To George Washington from Thomas Jefferson, 12 February 1781

Richmond Feby 12. 1781.


The inclosed extract of a Letter from Governor Nash which I received this Day being a confirmation of the intelligence I transmitted in a former Letter I take the liberty of handing it forward to your Excellency. I am informed through a private channel on which I have considerable reliance that the enemy had landed 500 troops under the command of a Major Craig who were joined by a number of disaffected, that they had penetrated 40 miles: that their aim appeared to be the Magazine at Kingston from which place they were about 20 Miles distant.

Baron Steuben transmits to your Excellency a Copy of a Letter from General Greene by which you will learn the events which have taken place in that quarter since the defeat of Colo. Tarlton by General Morgan. These events speak best for themselves & no doubt will suggest what is necessary to be done to prevent the successive losses of State after State to which the want of arms & of a regular Soldiery seem more especially to express those in the South. I have the honor to be with every sentiment of respect Your Excellency’s mo. ob. & mo. hble Servant

Th: Jefferson

DLC: Papers of George Washington.


2 February 1781

Extract of a Letter from Governor Nash of N. Carolina to Govr Jefferson of Virga Dated Colo. Longs. Feby 2. 1781.

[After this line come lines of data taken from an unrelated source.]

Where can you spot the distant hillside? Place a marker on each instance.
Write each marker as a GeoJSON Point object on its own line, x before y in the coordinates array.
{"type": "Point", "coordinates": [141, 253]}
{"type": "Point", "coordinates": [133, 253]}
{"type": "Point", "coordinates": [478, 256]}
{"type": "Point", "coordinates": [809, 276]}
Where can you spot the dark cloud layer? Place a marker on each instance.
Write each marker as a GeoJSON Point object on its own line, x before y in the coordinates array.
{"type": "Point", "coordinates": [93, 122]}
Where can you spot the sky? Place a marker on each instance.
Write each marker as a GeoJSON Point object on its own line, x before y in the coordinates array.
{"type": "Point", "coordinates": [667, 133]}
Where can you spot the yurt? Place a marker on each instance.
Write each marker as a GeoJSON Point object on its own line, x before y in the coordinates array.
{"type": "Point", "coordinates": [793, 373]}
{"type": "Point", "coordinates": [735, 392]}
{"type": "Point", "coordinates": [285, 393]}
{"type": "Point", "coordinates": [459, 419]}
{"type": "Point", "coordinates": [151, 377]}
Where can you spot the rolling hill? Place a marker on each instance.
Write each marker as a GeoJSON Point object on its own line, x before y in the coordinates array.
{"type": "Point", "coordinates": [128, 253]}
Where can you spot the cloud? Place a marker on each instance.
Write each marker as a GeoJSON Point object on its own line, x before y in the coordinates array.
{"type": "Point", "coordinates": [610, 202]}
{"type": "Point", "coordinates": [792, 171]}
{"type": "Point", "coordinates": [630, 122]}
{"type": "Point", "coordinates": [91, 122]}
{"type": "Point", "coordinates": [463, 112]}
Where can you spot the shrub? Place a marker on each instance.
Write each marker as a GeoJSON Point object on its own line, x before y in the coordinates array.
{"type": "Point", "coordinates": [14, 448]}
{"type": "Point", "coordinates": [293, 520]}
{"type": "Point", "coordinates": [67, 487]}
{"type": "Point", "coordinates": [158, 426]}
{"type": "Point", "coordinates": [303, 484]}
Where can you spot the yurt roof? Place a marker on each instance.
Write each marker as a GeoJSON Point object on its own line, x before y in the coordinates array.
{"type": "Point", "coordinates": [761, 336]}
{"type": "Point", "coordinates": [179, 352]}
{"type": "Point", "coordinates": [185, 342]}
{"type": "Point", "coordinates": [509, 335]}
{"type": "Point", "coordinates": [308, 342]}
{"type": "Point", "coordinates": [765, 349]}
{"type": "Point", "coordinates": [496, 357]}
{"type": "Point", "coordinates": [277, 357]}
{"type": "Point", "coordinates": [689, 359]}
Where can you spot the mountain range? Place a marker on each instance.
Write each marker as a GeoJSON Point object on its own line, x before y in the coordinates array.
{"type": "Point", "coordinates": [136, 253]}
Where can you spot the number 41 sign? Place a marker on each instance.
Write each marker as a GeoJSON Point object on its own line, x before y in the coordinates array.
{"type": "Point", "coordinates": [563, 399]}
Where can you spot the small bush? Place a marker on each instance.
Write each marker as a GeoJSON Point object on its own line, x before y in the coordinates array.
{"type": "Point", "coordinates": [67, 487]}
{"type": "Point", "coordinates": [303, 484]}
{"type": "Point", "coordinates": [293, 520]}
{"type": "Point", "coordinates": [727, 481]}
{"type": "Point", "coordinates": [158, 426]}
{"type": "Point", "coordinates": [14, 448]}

"I am now sir to acquaint you that I have just recd an acct of the arrival of a British Fleet in Cape Fear river—The acct says 18 large Ships had got over the bar & a considerable number in the offing. This invasion will I fear distress us very greatly—our men in the lower parts of the Country being by frequent drafts almost entirely exhausted of arms—this invasion in another respect affects us greatly because if we shall not be able to check them in a short time, they no doubt will open a Comn with the Highland Settlements about 100 miles up Cape Fear river—these men are at heart all enemies. in short Sir there remains no doubt but that the reduction of this State is the immediate object of the British & I fear we shall be exposed to very great distress bifore we get rid of them—the regulars in this department are inconsiderable—they with the western Militia I have no Doubt will be able to repel any advanceof Lord Cornwallis—but how the poor unpractised & unarmed Militia of the lower parts without the aid of one regular will be able to restrain the progress of the enemy lately arrived I cannot foresee."